С громким хрустом ломается сушка в его сильных пальцах.
— Вы правы, мой друг, в настоящее время окончился первый, так сказать, подготовительный период войны. Вместе с ним окончился период наших тактических отступлений, и надо сознаться, некоторых неудач! — Курпопаткин вонзает взгляд в наместника, будто продолжая давний спор с Алексеевым, — Когда после дождей всё подсохнет, начнётся второй период — период наступления. А пока — антракт.
— Но японцы успеют укрепиться на новых позициях, пополнить свои поредевшие ряды. Создать резервы… Усилить давление на Порт-Артур, — удивляюсь я.
— Мы тоже не сидим на месте, ротмистр, — довольно сухо отвечает командующий. — У вас есть конкретные предложения?
— Ваш рейд по тылам противника, Николай Михалыч, на многих произвел впечатление, — вот и Алексеев вступил в разговор, — но, какими силами его повторить?
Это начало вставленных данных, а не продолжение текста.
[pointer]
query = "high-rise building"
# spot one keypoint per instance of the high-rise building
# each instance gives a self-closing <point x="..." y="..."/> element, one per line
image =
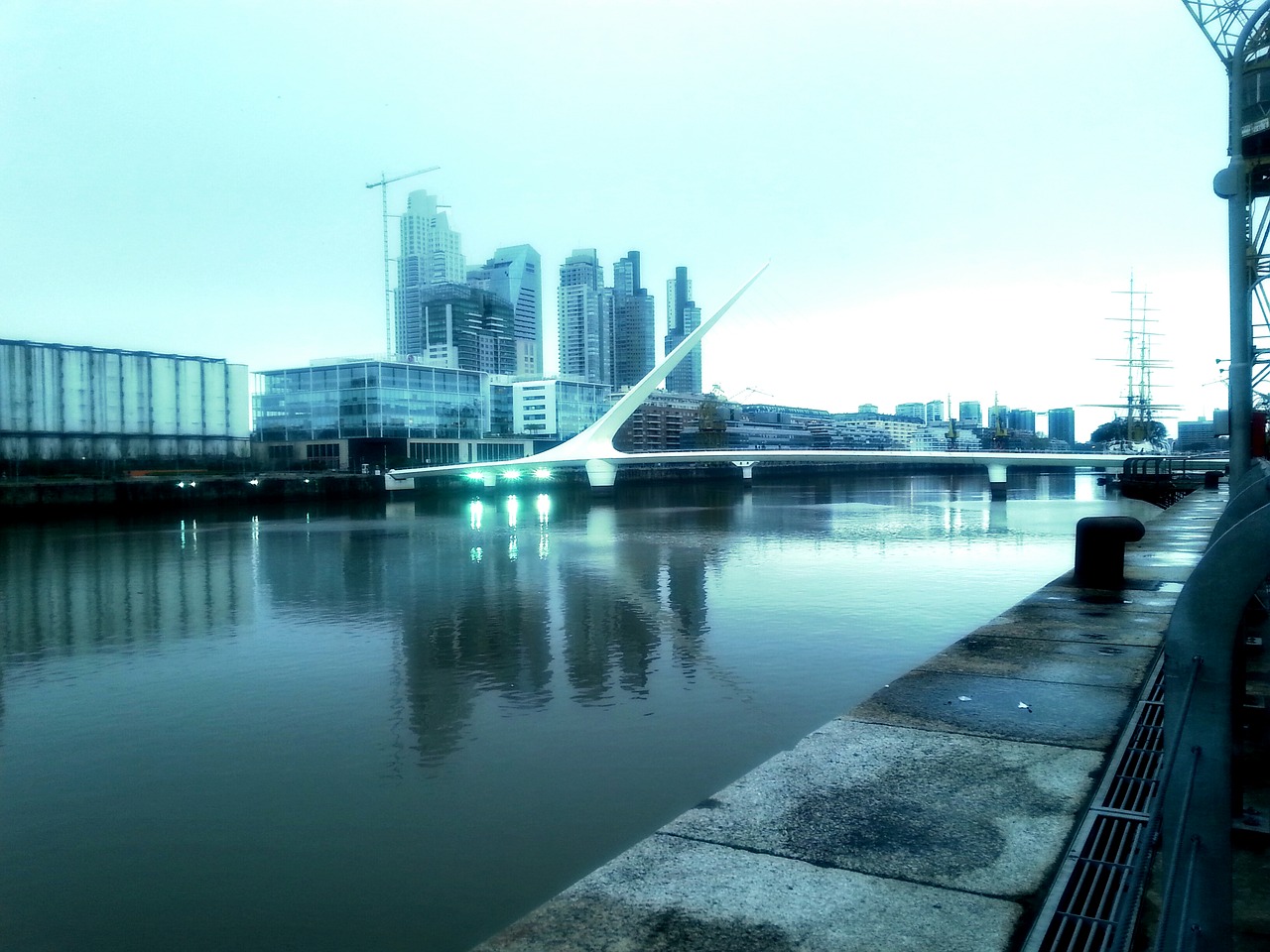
<point x="584" y="315"/>
<point x="1021" y="421"/>
<point x="462" y="327"/>
<point x="431" y="254"/>
<point x="1061" y="424"/>
<point x="516" y="276"/>
<point x="633" y="341"/>
<point x="683" y="317"/>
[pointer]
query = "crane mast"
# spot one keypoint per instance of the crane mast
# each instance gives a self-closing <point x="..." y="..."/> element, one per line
<point x="382" y="185"/>
<point x="1222" y="21"/>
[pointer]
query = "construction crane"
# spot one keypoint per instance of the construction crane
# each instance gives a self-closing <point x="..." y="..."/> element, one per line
<point x="382" y="185"/>
<point x="1222" y="21"/>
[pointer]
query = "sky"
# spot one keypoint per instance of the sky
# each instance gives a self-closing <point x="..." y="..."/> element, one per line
<point x="952" y="195"/>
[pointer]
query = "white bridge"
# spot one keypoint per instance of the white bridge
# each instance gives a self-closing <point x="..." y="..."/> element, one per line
<point x="593" y="448"/>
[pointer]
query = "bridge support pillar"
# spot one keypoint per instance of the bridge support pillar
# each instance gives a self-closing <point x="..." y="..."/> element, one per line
<point x="601" y="474"/>
<point x="997" y="481"/>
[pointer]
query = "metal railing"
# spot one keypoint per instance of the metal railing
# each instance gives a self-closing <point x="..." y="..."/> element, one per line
<point x="1197" y="791"/>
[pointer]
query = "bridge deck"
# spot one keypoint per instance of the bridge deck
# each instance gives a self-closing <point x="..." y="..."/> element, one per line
<point x="931" y="816"/>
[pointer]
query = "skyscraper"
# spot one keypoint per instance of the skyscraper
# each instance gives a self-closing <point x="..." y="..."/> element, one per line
<point x="431" y="254"/>
<point x="1061" y="424"/>
<point x="683" y="317"/>
<point x="516" y="276"/>
<point x="584" y="315"/>
<point x="634" y="335"/>
<point x="461" y="326"/>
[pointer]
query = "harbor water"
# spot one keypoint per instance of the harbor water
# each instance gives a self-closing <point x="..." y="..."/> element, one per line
<point x="403" y="725"/>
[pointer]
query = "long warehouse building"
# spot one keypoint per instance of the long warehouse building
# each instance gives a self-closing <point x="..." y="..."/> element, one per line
<point x="59" y="402"/>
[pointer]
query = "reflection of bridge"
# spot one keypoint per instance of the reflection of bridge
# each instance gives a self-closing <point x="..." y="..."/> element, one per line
<point x="593" y="448"/>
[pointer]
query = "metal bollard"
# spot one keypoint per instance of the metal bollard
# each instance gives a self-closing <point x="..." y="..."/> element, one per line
<point x="1100" y="548"/>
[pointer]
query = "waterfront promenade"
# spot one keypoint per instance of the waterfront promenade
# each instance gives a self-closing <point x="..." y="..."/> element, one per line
<point x="933" y="815"/>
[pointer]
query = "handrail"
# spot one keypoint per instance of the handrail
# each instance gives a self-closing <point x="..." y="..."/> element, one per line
<point x="1194" y="796"/>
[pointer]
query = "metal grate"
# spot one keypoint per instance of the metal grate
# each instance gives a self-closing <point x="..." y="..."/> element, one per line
<point x="1095" y="892"/>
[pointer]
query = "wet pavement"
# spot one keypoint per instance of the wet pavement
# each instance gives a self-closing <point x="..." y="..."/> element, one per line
<point x="930" y="816"/>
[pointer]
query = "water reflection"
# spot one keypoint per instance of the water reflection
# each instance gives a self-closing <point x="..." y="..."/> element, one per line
<point x="82" y="587"/>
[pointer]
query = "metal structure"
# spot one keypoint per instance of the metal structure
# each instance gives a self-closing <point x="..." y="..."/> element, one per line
<point x="382" y="185"/>
<point x="593" y="449"/>
<point x="1237" y="31"/>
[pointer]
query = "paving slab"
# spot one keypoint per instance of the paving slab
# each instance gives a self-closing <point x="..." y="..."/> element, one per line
<point x="671" y="893"/>
<point x="1046" y="658"/>
<point x="1106" y="619"/>
<point x="1008" y="708"/>
<point x="970" y="814"/>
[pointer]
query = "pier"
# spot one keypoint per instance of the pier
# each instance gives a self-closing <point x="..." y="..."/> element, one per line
<point x="947" y="811"/>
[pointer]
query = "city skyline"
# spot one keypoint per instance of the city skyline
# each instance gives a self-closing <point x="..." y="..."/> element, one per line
<point x="207" y="185"/>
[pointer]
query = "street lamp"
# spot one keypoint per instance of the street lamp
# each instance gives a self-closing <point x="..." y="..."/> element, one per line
<point x="1233" y="182"/>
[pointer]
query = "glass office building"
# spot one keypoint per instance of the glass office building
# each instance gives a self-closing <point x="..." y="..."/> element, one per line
<point x="376" y="413"/>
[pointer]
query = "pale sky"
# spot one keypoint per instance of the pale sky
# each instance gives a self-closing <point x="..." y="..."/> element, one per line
<point x="951" y="193"/>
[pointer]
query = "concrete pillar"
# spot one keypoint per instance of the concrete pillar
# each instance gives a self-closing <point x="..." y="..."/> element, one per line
<point x="601" y="474"/>
<point x="997" y="481"/>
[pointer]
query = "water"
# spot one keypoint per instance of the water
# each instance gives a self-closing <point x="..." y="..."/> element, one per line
<point x="407" y="725"/>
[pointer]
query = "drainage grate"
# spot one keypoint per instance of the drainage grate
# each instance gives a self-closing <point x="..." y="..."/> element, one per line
<point x="1095" y="890"/>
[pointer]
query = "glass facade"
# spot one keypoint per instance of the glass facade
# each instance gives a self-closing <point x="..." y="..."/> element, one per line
<point x="370" y="399"/>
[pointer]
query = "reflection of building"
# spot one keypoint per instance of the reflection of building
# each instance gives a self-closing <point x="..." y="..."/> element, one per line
<point x="345" y="414"/>
<point x="67" y="592"/>
<point x="66" y="403"/>
<point x="516" y="276"/>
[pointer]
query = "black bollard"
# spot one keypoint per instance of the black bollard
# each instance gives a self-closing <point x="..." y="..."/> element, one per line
<point x="1100" y="548"/>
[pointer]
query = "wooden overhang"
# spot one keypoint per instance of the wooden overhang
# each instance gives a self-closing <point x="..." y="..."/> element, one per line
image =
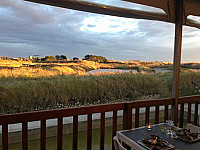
<point x="191" y="7"/>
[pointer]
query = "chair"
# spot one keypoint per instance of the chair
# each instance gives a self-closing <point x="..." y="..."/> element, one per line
<point x="193" y="128"/>
<point x="117" y="144"/>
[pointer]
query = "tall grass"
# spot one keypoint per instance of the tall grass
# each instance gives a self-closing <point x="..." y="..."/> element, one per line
<point x="29" y="94"/>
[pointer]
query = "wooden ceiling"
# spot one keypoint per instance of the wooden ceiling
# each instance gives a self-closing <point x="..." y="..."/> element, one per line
<point x="191" y="7"/>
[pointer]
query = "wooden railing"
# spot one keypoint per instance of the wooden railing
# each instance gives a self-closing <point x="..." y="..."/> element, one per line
<point x="126" y="107"/>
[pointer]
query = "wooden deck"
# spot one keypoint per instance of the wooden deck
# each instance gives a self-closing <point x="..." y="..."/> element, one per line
<point x="126" y="107"/>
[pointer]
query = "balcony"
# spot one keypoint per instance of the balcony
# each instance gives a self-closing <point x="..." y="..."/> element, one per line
<point x="188" y="108"/>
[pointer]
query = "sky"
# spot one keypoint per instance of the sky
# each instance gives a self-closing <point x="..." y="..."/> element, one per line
<point x="32" y="29"/>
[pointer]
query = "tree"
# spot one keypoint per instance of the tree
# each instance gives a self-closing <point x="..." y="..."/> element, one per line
<point x="57" y="57"/>
<point x="63" y="56"/>
<point x="95" y="58"/>
<point x="49" y="58"/>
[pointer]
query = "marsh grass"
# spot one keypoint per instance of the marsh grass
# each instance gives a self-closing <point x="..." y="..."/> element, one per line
<point x="28" y="94"/>
<point x="24" y="94"/>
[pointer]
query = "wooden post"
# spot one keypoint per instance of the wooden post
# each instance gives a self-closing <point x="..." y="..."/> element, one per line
<point x="177" y="57"/>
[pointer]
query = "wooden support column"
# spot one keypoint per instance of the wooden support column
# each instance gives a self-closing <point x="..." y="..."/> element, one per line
<point x="177" y="57"/>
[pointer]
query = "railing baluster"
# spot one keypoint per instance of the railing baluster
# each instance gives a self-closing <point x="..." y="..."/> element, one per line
<point x="147" y="116"/>
<point x="157" y="115"/>
<point x="60" y="133"/>
<point x="196" y="112"/>
<point x="89" y="132"/>
<point x="24" y="136"/>
<point x="102" y="134"/>
<point x="189" y="113"/>
<point x="166" y="113"/>
<point x="181" y="115"/>
<point x="43" y="135"/>
<point x="5" y="136"/>
<point x="114" y="129"/>
<point x="137" y="117"/>
<point x="75" y="132"/>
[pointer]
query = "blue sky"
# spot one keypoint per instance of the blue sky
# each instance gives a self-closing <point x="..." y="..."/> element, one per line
<point x="28" y="29"/>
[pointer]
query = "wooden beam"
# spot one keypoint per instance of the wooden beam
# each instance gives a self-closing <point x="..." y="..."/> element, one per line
<point x="104" y="9"/>
<point x="177" y="57"/>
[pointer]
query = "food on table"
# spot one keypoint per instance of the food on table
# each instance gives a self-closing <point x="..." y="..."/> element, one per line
<point x="187" y="136"/>
<point x="155" y="143"/>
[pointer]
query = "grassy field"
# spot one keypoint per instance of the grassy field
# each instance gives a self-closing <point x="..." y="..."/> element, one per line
<point x="19" y="68"/>
<point x="29" y="94"/>
<point x="27" y="86"/>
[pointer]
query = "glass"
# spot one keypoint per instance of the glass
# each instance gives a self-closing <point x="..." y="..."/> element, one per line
<point x="170" y="131"/>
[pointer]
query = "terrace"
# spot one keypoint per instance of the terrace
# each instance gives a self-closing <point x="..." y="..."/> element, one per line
<point x="180" y="109"/>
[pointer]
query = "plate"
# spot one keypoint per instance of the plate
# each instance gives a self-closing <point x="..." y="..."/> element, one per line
<point x="165" y="145"/>
<point x="187" y="136"/>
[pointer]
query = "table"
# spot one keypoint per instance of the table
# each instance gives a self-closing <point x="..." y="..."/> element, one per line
<point x="130" y="137"/>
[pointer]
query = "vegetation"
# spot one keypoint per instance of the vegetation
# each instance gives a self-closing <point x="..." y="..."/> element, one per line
<point x="29" y="94"/>
<point x="95" y="58"/>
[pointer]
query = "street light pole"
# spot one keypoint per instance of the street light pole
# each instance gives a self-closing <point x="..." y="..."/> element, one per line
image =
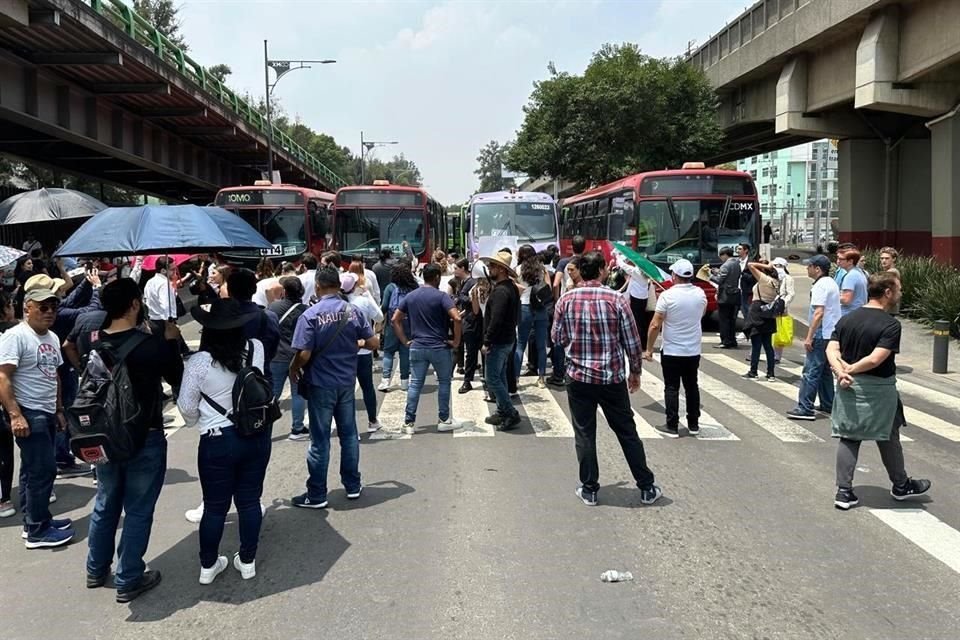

От вашего эскадрона особого назначения осталась буквально горстка солдат.
— Эскадрон можно восстановить. Я, и большая часть моих уцелевших товарищей готовы с утра до ночи заниматься боевой учебой с новым личным составом. Но мы были бы гораздо эффективнее, если бы занимались разведкой и диверсиями, а не затыкали дырки в окопах! — в сердцах выкладываю я.
Куропаткин задумчиво барабанит пальцами по столу, он явно хотел резко мне возразить, но сдержался.
— Алексей Николаич, признаю, дырку в окопах своим эскадроном я затыкал по собственной инициативе. Мне казалось, того требует непосредственная оперативная обстановка и риск прорыва японцами наших позиций.
Да, похоже, именно это мое решение хотел мне только что поставить в упрек командующий.
— Зато, Алексей Николаич, — вмешивается вновь в разговор наместник, — благодаря самоуправству нашего героического ротмистра, удалось избежать столь опасаемого тобою Седана.
— Окружение нашей армии было бы катастрофой похлеще Седана.
— Тебе надо больше доверяться своим офицерам и рядовым.
Куропаткину есть что сказать, но пока он переходит на дипломатичный тон.
— Евгений Иваныч, давай оставим наши разногласия для разговора наедине. Зачем смущать нашего гостя?
Я, конечно, знал, что отношения между Куропаткиным и Алексеевым далеки от идеала, но, чтобы настолько…
Куропаткин поворачивается ко мне с любезной улыбкой.
— Думаю, ротмистр, что мы можем раскрыть вам наш план этой кампании…
— Говори за себя, Алексей Николаич, — Алексеев морщится, словно зажевав целиком лимон.
— Мы отдаем должное героизму наших солдат и офицеров, вашему личному мужеству Николай Михалыч, однако сражение под Ляояном не имеет решающего значения, и даже оставление наше армией этого города ничего не изменило бы в плане кампании. Ляоян — прекрасная позиция, но он — лишь одна из позиций и только.
— Позвольте, ваше высокопревосходительство?.. От лица, так сказать окопного офицера?
— Давайте, Николай Михалыч, — властно вмешивается в разговор наместник.
— Солдаты и офицеры вступали в эту войну с глубоким убеждением, что наша победа над японцами — лишь вопрос времени, — начинаю я.
— Верно, — с улыбкой замечает Куропаткин. — Я неизменно твержу: война должна кончиться только нашей победой, никто из нас ранее этой победы не попадет домой. И победа наша с подходом подкреплений несомненна.
— Плечо великовато, — разбавляю пафос его слов я.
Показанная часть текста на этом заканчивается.